- Born: 8 September 1980 (age 45) Enniscorthy, Ireland
- Education: Dublin City University
- Occupation: Journalist

= Ian Kehoe =

Irish journalist

Ian Kehoe is an Irish journalist, writer, broadcaster, and co-founder of The Currency. He was editor of The Sunday Business Post and a board Member of RTÉ.

==Early life and education==
Kehoe is from Enniscorthy in County Wexford, in the south-east of Ireland. He holds a degree in journalism and a masters in international relations from Dublin City University (DCU).

==Career==
Kehoe worked as business editor, and deputy editor, before becoming editor of The Sunday Business Post in 2014. The paper reportedly experienced a "minor renaissance" under his tenure. At the time of the newspaper's sale to Enda O'Coineen in 2018, Kehoe resigned as editor to set up the digital business media outlet The Currency with his former deputy Tom Lyons, which Kehoe would also edit.

In 2019 Denis O'Brien brought a defamation case was brought against Kehoe, Lyons, and The Sunday Business Post. Kehoe admitted he had been involved in publishing inaccurate information about O'Brien but argued the overall article was "fair". O'Brien was unsuccessful in his claims and the high court awarded costs against the plaintiff, a decision subsequently described as "terrifically important" by Tim Vaughan, a fellow journalist and Former Editor of the Irish Examiner.
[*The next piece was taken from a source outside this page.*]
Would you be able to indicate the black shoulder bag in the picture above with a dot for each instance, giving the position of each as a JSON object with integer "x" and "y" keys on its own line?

O'Brien's Communicorp banned Kehoe, Lyons and other Currency contributors later in 2019 from appearing on their stations (including Newstalk, Today FM and Spin). The corporation rescinded that ban after criticism from the NUJ and all parties in the Dáil, among others.

Kehoe was appointed to the board of RTÉ in 2018 and completed his term in 2023 amid controversy within the state broadcaster.

Kehoe served as the Deputy Chair of RTÉ and on the Audit Committee during the RTÉ Secret payments scandal. He was criticised for refusing to come before the Oireachtas Media committee to answer questions in relation to the boards handling of these matters, despite being paid approximately Euro 16,000 per annum. This was despite a direct appeal from the Committee Chair, Niamh Smyth.

Kehoe has worked as a reporter for two years on RTÉ's Prime Time current affairs show.

Kehoe co-founded The Currency, a business and news website in 2019. The Currency entered profit within 2 years of setup and Kehoe and his Co-founder Tom Lyons shared approximately Euro188,000 pay in 2023.

==Publishing==
In 2013, along with Gavin Daly, he published Citizen Quinn about the rise and fall of Sean Quinn.

In 2019, along with Tom Lyons, he launched The Currency, a business and news website.

==Books==
- Citizen Quinn by Gavin Daly and Ian Kehoe, Penguin Ireland, 2013.